With this in mind, we thought it was about time we covered the basics of hedge trimming in our Browns Ladders Hedge Trimming Guide…
1. Select the right tools for the job
Decide what your job requires. If it’s just a small hedge that requires attention a pair of hand shears may be fine. For bigger jobs you’ll need an electric or petrol powdered hedge trimmer if you don’t want to be at it all day!
With any tools you use you’ll need to consider the weight (and how long you’ll comfortably be able to hold it for), the blade length (remembering to ensure the blade is sharp and well maintained), and tooth spacing.
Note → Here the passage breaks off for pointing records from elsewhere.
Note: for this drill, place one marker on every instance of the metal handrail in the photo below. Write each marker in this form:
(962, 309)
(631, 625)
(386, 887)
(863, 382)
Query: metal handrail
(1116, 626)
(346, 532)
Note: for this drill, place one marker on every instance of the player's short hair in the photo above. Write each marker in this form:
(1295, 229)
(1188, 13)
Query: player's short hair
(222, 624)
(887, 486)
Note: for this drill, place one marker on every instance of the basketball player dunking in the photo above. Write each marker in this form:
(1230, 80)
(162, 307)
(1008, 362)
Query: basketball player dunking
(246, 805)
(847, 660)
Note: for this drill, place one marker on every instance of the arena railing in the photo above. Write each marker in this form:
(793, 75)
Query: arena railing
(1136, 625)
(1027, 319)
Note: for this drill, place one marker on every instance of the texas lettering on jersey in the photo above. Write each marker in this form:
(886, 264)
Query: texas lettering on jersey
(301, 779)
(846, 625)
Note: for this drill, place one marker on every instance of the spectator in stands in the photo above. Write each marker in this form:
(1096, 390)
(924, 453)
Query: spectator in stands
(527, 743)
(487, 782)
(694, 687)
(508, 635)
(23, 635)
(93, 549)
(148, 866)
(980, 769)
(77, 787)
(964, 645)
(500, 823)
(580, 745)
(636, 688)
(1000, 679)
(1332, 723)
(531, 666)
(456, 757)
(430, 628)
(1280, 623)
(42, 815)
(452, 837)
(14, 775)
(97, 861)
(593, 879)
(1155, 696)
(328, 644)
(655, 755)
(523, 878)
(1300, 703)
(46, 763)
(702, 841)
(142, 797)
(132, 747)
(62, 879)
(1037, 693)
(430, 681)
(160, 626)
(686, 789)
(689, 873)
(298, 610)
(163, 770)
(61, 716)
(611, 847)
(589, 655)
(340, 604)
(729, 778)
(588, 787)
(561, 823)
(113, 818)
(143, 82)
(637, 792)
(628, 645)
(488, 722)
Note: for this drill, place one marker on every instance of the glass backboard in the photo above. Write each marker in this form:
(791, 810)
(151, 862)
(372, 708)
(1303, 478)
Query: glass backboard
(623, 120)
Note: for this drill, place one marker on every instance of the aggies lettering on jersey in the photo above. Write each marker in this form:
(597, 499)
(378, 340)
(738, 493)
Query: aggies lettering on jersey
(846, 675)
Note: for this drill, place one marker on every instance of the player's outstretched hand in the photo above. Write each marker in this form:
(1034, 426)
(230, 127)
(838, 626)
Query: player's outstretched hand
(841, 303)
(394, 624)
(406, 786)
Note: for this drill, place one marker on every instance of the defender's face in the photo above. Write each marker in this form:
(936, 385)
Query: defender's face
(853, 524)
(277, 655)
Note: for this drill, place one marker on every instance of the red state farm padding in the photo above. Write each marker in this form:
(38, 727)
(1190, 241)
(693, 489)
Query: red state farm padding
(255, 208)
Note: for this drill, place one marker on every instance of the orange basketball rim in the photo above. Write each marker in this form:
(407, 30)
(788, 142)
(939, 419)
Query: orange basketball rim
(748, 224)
For the majority of hedges 16-20mm tooth spacing will be fine but for larger hedges you may need spacing of up to 30mm.
2. Choose the proper access equipment
Some jobs will require you to work from a height, therefore you’ll need a good garden ladder. We have a huge range of versatile, lightweight garden ladders on our website that have all been designed for work in the garden.
Our bestsellers include the Henchman Hi-Step Aluminium Garden Ladder and our Aluminium Tripod Ladders. The former allows you to work from a variety of heights because you can vary the platform by up to 2’, the latter is ideal for landscapers, tree surgeons and gardeners and is available to purchase in seven different heights.
If you regularly find yourself working at heights you may want to consider our Work at Height Training Course. Covering everything from work at height regulations 2005, as well as other relevant health and safety law and practical assessments, you’ll leave the course with confidence and the ability to use access equipment correctly and safely. To find out more about the course visit the webpage or call us on 01282 615 517
3. Think about safety
Wear the right PPE – gloves, face protection and ear protection – and check the surface for risks or obstacles before you start. Also make sure that all your equipment is in good working order.
4. Adopt the right technique
Remember that hedges should be cut at a slight angle. They should be wider at the bottom than they are at the top to allow light to reach all areas of the hedge.
It’s usually best to cut from the bottom of the hedge upwards, using the lower section of the shears. The tip should only be used for finishing off the look at the top of the hedge.
Straight lines always leave a good impression. If you can do this by eye – great! If not, put up a string line and anchor with bamboo stakes to use as a cutting guide.
Regular, light trimming is better than an aggressive approach – which may limit the hedge’s growth in the long term.